But that's beside the point. The point is that Talia could have had everything lined up for her. She could have had all the resources she wanted, be privileged enough to have two loving, middle-class parents who paid for her entire education and gave her a brand new car, and she could still be struggling. Because that's the way our economy works.

We live in a global and highly technological economy, so it's getting increasingly harder and harder to compete. College graduates need to have years of experience (read: internships and co-ops, sometimes paid, sometimes not) under their belts to even hope for an entry-level job. Many college graduates take unstable, temporary work to try to get their foot in the door and pay the bills. They aren't given any benefits and have to take on a second job. Some people feel forced to study for a graduate degree just to compete. Others work a mishmash of retail, bartending and customer service gigs to save money while they apply for something in their field. 

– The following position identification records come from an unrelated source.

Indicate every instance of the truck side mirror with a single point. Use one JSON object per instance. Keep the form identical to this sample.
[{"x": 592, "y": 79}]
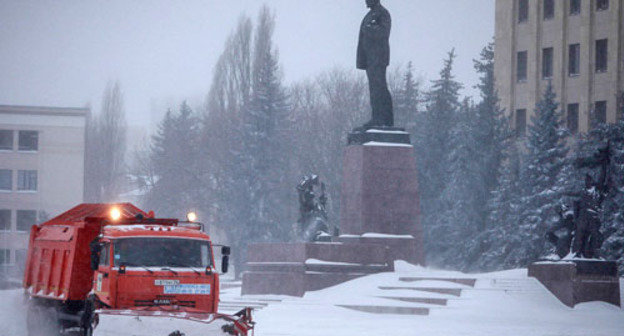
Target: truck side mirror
[
  {"x": 225, "y": 250},
  {"x": 95, "y": 255},
  {"x": 225, "y": 263}
]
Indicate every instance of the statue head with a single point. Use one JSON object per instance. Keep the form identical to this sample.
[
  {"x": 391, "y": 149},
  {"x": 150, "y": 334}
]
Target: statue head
[
  {"x": 372, "y": 3},
  {"x": 589, "y": 182}
]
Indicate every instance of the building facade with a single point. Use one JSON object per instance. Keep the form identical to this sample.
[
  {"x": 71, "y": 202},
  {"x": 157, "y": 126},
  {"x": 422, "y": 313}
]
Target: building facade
[
  {"x": 574, "y": 44},
  {"x": 42, "y": 152}
]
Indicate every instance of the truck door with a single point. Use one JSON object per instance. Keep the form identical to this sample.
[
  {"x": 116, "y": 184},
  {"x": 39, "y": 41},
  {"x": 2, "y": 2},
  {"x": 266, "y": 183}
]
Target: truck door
[{"x": 101, "y": 278}]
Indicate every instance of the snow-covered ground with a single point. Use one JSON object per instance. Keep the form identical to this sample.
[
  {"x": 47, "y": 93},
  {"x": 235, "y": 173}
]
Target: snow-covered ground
[{"x": 502, "y": 303}]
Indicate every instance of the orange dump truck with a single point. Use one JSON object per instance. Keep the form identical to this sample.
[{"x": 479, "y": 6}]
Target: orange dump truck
[{"x": 116, "y": 259}]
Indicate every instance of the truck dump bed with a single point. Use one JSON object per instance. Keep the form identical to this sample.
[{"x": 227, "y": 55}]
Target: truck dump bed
[{"x": 58, "y": 262}]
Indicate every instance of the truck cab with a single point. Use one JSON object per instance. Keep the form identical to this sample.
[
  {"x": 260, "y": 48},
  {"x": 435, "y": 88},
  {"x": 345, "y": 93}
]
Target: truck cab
[
  {"x": 151, "y": 267},
  {"x": 116, "y": 259}
]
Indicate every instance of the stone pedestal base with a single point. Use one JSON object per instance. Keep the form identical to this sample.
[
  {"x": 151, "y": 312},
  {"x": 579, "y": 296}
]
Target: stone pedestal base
[
  {"x": 577, "y": 281},
  {"x": 404, "y": 247},
  {"x": 380, "y": 197},
  {"x": 295, "y": 268}
]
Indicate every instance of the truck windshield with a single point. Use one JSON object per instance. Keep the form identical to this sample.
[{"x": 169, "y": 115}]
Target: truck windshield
[{"x": 162, "y": 252}]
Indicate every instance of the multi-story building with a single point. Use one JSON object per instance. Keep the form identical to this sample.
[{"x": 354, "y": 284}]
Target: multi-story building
[
  {"x": 574, "y": 44},
  {"x": 42, "y": 153}
]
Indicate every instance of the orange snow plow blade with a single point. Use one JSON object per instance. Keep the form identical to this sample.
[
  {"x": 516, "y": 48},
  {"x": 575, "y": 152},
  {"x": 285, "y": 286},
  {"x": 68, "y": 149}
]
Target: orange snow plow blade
[{"x": 239, "y": 324}]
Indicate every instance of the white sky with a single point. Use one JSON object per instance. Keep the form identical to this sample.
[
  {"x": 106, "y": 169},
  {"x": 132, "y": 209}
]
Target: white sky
[{"x": 63, "y": 52}]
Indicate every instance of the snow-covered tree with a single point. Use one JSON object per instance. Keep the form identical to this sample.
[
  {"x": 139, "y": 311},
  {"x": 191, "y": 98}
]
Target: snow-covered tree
[
  {"x": 105, "y": 151},
  {"x": 545, "y": 175},
  {"x": 432, "y": 145},
  {"x": 407, "y": 100},
  {"x": 174, "y": 156},
  {"x": 492, "y": 246},
  {"x": 461, "y": 204},
  {"x": 612, "y": 215}
]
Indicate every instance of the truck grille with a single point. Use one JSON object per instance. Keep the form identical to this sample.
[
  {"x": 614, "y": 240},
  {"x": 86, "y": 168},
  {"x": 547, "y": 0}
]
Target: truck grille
[{"x": 163, "y": 302}]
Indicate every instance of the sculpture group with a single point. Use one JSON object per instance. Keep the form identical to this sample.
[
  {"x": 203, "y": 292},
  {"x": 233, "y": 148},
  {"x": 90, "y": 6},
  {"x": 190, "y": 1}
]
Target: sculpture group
[{"x": 578, "y": 229}]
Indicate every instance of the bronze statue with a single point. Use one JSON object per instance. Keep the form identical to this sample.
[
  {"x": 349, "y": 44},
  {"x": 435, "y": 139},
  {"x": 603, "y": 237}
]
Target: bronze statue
[
  {"x": 312, "y": 223},
  {"x": 562, "y": 233},
  {"x": 373, "y": 55},
  {"x": 583, "y": 236}
]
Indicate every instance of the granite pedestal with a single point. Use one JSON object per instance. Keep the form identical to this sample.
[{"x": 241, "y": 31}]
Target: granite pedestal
[
  {"x": 295, "y": 268},
  {"x": 379, "y": 221},
  {"x": 380, "y": 202},
  {"x": 577, "y": 281}
]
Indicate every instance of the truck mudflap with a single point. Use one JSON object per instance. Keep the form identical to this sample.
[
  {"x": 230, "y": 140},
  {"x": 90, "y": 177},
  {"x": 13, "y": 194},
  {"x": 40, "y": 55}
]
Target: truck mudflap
[{"x": 239, "y": 324}]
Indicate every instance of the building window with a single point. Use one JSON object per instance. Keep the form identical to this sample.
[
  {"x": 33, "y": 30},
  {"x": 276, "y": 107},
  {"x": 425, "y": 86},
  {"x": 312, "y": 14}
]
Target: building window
[
  {"x": 6, "y": 140},
  {"x": 600, "y": 112},
  {"x": 574, "y": 59},
  {"x": 6, "y": 180},
  {"x": 521, "y": 70},
  {"x": 523, "y": 11},
  {"x": 5, "y": 220},
  {"x": 27, "y": 180},
  {"x": 602, "y": 55},
  {"x": 547, "y": 62},
  {"x": 28, "y": 140},
  {"x": 573, "y": 118},
  {"x": 575, "y": 7},
  {"x": 549, "y": 9},
  {"x": 25, "y": 219},
  {"x": 521, "y": 122},
  {"x": 5, "y": 256},
  {"x": 602, "y": 5}
]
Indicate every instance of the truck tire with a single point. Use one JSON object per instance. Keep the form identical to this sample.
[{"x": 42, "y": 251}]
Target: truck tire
[
  {"x": 41, "y": 321},
  {"x": 89, "y": 318}
]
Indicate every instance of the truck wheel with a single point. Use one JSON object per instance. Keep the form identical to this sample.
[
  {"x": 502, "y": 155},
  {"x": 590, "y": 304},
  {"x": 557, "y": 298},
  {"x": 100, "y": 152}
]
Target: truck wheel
[
  {"x": 41, "y": 321},
  {"x": 90, "y": 318}
]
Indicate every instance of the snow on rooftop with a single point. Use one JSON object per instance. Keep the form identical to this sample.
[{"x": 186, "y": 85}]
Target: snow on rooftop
[{"x": 387, "y": 144}]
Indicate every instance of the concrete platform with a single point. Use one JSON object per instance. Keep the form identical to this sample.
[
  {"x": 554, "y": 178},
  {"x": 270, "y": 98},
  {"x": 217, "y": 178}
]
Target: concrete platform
[
  {"x": 295, "y": 268},
  {"x": 578, "y": 281}
]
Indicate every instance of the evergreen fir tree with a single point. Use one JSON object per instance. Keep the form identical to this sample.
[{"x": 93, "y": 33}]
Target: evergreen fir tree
[
  {"x": 407, "y": 101},
  {"x": 493, "y": 133},
  {"x": 174, "y": 156},
  {"x": 545, "y": 175},
  {"x": 432, "y": 146},
  {"x": 461, "y": 216},
  {"x": 265, "y": 138},
  {"x": 612, "y": 215},
  {"x": 499, "y": 239}
]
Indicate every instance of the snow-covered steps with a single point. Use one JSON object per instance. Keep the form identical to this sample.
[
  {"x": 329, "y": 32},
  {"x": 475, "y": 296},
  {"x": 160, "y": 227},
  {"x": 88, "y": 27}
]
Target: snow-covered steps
[
  {"x": 393, "y": 310},
  {"x": 461, "y": 281},
  {"x": 423, "y": 300},
  {"x": 439, "y": 290}
]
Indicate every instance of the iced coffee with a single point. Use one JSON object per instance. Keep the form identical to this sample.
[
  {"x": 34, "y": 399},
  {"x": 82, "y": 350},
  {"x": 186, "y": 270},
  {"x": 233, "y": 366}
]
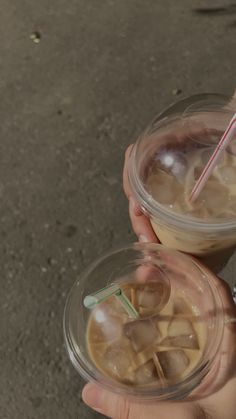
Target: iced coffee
[
  {"x": 165, "y": 165},
  {"x": 170, "y": 181},
  {"x": 160, "y": 348}
]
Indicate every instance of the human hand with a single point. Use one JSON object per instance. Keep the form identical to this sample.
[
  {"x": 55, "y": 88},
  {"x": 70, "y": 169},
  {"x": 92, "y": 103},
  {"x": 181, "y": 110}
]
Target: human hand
[
  {"x": 140, "y": 222},
  {"x": 214, "y": 399}
]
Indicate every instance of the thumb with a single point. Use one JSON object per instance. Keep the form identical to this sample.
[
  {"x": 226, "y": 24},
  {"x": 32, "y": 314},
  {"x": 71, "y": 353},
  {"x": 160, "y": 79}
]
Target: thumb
[{"x": 118, "y": 407}]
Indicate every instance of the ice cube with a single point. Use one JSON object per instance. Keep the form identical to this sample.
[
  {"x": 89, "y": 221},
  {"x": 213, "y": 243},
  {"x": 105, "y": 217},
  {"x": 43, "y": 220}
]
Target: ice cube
[
  {"x": 213, "y": 197},
  {"x": 163, "y": 187},
  {"x": 141, "y": 333},
  {"x": 149, "y": 297},
  {"x": 181, "y": 334},
  {"x": 172, "y": 161},
  {"x": 185, "y": 341},
  {"x": 227, "y": 174},
  {"x": 108, "y": 327},
  {"x": 146, "y": 373},
  {"x": 173, "y": 363},
  {"x": 118, "y": 360}
]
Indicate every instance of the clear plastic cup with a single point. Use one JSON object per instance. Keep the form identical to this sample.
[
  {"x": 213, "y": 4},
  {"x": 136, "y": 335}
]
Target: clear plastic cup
[
  {"x": 166, "y": 162},
  {"x": 97, "y": 350}
]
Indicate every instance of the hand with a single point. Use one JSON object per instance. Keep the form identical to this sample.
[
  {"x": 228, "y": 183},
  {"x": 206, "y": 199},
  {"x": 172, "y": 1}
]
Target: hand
[
  {"x": 214, "y": 401},
  {"x": 140, "y": 223}
]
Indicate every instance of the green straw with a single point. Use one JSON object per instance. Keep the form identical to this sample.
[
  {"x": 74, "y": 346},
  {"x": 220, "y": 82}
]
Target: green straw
[{"x": 90, "y": 301}]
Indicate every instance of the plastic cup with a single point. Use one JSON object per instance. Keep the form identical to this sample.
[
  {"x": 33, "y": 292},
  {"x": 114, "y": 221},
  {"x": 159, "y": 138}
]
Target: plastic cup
[
  {"x": 104, "y": 344},
  {"x": 175, "y": 140}
]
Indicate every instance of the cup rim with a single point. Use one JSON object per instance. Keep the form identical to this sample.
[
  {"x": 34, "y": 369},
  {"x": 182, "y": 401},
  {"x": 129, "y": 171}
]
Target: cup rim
[
  {"x": 155, "y": 209},
  {"x": 172, "y": 392}
]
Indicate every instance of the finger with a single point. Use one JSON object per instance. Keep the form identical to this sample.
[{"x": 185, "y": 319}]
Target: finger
[
  {"x": 118, "y": 407},
  {"x": 126, "y": 184},
  {"x": 141, "y": 225}
]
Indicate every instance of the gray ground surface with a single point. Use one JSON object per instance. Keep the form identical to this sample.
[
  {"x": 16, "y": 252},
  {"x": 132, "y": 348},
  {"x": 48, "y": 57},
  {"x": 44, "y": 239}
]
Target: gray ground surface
[{"x": 69, "y": 107}]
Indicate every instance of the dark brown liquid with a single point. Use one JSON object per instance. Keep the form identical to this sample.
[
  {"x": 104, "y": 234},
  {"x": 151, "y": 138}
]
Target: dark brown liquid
[{"x": 157, "y": 349}]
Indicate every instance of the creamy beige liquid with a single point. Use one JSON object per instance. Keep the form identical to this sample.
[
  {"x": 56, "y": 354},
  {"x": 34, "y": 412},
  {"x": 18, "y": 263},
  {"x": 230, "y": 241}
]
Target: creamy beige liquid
[
  {"x": 215, "y": 204},
  {"x": 156, "y": 350}
]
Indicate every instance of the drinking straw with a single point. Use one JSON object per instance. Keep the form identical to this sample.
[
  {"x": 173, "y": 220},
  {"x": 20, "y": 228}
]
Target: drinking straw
[
  {"x": 223, "y": 143},
  {"x": 90, "y": 301}
]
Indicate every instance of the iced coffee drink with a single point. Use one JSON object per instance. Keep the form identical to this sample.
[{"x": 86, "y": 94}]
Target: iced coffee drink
[
  {"x": 216, "y": 203},
  {"x": 165, "y": 164},
  {"x": 159, "y": 348}
]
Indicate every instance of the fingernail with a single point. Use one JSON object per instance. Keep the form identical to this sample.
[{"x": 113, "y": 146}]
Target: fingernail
[
  {"x": 142, "y": 238},
  {"x": 92, "y": 396}
]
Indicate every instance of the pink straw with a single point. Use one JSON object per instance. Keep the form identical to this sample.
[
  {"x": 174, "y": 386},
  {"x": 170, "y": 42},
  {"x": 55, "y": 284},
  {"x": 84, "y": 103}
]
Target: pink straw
[{"x": 223, "y": 143}]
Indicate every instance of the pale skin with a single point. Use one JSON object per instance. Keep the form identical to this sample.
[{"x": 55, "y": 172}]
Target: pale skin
[{"x": 216, "y": 401}]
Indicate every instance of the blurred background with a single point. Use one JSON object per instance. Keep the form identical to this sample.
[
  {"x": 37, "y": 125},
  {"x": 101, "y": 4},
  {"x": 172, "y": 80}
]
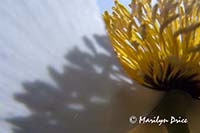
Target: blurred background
[{"x": 58, "y": 72}]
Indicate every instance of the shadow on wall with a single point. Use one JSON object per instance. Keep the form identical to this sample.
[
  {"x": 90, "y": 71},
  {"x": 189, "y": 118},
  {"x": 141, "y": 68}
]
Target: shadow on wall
[{"x": 92, "y": 96}]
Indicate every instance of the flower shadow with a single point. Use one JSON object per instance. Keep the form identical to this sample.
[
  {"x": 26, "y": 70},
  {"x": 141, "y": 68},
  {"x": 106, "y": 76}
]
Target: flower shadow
[{"x": 92, "y": 95}]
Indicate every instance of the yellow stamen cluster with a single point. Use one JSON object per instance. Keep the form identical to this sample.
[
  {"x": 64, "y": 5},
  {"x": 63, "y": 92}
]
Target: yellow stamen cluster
[{"x": 152, "y": 37}]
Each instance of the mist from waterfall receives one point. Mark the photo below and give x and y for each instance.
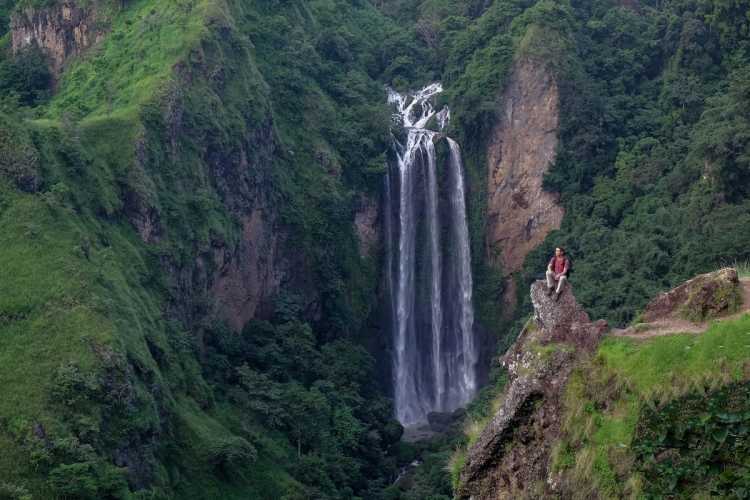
(428, 263)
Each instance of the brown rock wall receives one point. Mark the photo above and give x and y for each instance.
(61, 31)
(523, 146)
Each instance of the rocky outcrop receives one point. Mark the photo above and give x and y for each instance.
(703, 297)
(510, 459)
(366, 225)
(522, 147)
(62, 30)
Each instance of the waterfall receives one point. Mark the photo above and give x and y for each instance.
(428, 267)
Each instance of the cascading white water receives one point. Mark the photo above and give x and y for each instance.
(428, 266)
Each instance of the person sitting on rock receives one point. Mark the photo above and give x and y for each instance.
(557, 272)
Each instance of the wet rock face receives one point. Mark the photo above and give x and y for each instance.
(367, 225)
(703, 297)
(523, 146)
(510, 459)
(61, 31)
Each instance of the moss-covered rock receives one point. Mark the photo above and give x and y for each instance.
(704, 297)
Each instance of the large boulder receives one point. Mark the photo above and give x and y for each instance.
(704, 297)
(564, 320)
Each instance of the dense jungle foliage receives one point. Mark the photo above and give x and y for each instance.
(121, 382)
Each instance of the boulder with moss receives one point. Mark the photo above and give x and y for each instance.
(704, 297)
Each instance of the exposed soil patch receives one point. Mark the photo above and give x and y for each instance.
(669, 324)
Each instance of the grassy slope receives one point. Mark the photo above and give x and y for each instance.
(101, 290)
(607, 398)
(77, 281)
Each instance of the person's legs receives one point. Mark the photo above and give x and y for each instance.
(550, 280)
(561, 283)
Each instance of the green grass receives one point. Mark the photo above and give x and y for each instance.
(605, 398)
(136, 59)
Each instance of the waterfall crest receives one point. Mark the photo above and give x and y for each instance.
(428, 264)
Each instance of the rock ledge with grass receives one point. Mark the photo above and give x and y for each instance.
(512, 453)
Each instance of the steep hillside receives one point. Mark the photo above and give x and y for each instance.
(190, 240)
(635, 416)
(191, 171)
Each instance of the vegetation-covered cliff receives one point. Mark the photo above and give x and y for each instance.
(190, 259)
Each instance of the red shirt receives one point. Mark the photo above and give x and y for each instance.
(559, 264)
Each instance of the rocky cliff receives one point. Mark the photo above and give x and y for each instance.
(587, 417)
(511, 457)
(522, 147)
(62, 30)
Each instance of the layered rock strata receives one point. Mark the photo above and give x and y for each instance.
(523, 146)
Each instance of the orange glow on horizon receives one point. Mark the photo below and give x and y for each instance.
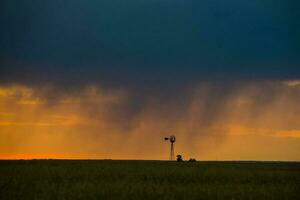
(83, 125)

Nobody should be starving and struggling in the way that Talia describes, if they work forty hours a week or more. If you read her letter and your first thought is, "Wow, she's spoiled," when she describes her coworkers as homeless and talks about how hungry she is on a daily basis, then you're missing the point. Talia wasn't even asking for a glamorous job. She was willing to put in the time and effort to move through the ranks to get to a job she liked more. She was simply asking to be paid a living wage for the location she lives in.

You may hear what I'm saying and think, "But Talia, or other millennials, could at least move to a small town or bad neighborhood where rents are cheaper in order to afford to live, if they can't live at home." That's also missing a crucial point, which is that many jobs and many industries are mainly secluded to large cities. Many people live in these cities (like Los Angeles, New York City and Chicago) so it costs more money to live there. Sure, a millennial could live in a small town. But it's vastly more difficult to find a job "in the middle of nowhere," as someone who went to college and interned in Western Massachusetts for four years could easily tell you. And many millennials can't afford to own cars, because the price of that extra debt is impossible, and public transportation is severely lacking in smaller towns and suburbs. 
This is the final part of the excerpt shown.